Keeping your pets healthy is probably nearly as important as keeping your family healthy and with the scare of last year’s pet food recall, some of us may be looking into other ways of achieving just that. My previous article (“Keeping Your Pet Healthy”) provides a few tips on feeding your pets in a more natural way. However, if you’re still using the conventional pet food, here are some pieces of information regarding the widely available pet food that raise both nutritional and animal rights issues.
- Meat byproducts—these come from rendering plants, where animals unfit for human consumption (diseased, disabled, dying or euthanized) are sent to be slaughtered. In addition to being nutritionally dubious, this meat poses health risks as it could be contaminated with Bovine Spongiform Encephalopathy (BSE), or Mad Cow Disease.
- Sweeteners—such as cane molasses, corn syrup, fructose, sorbitol and sugar may cause obesity, tooth decay, hypoglycemia and allergies.

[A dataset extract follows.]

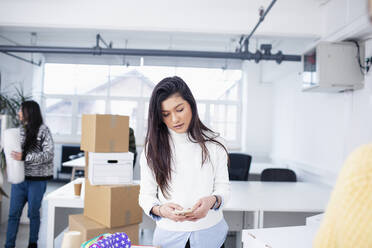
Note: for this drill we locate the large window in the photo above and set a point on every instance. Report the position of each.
(72, 90)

Moreover, pets can become addicted to sweeteners, which would make switching to healthier food quite difficult.
- Propylene glycol—a chemical used to keep semi-moist dry food varieties from drying out has been found to cause cardiovascular depression and coma in animals. Furthermore, propylene glycol is used in antifreeze solutions and hydraulic fluids.
- Grape pomace—an antioxidant made of grape skin, pulp and seed that is added to pet food, which poses a health risk to dogs since grapes are toxic to the canine kind.
- Coloring agents—often added to pet food to hide the gray color of the low quality meats and include coal tar dyes, such as FD&C Blue 2 and Red 40, which are know human carcinogens that have also caused cancers in animals.
- Butylated hydroxysanisole and butylated hydroxytoluene—are preservatives that have shown carcinogenic properties in studies.
- Cellulose, soybean mill run and wheat mill run—fillers that come form either dry wood or byproducts of human food processing and are used by producers of inexpensive pet food brands to add volume to the food. However, they have no nutritional value to animals.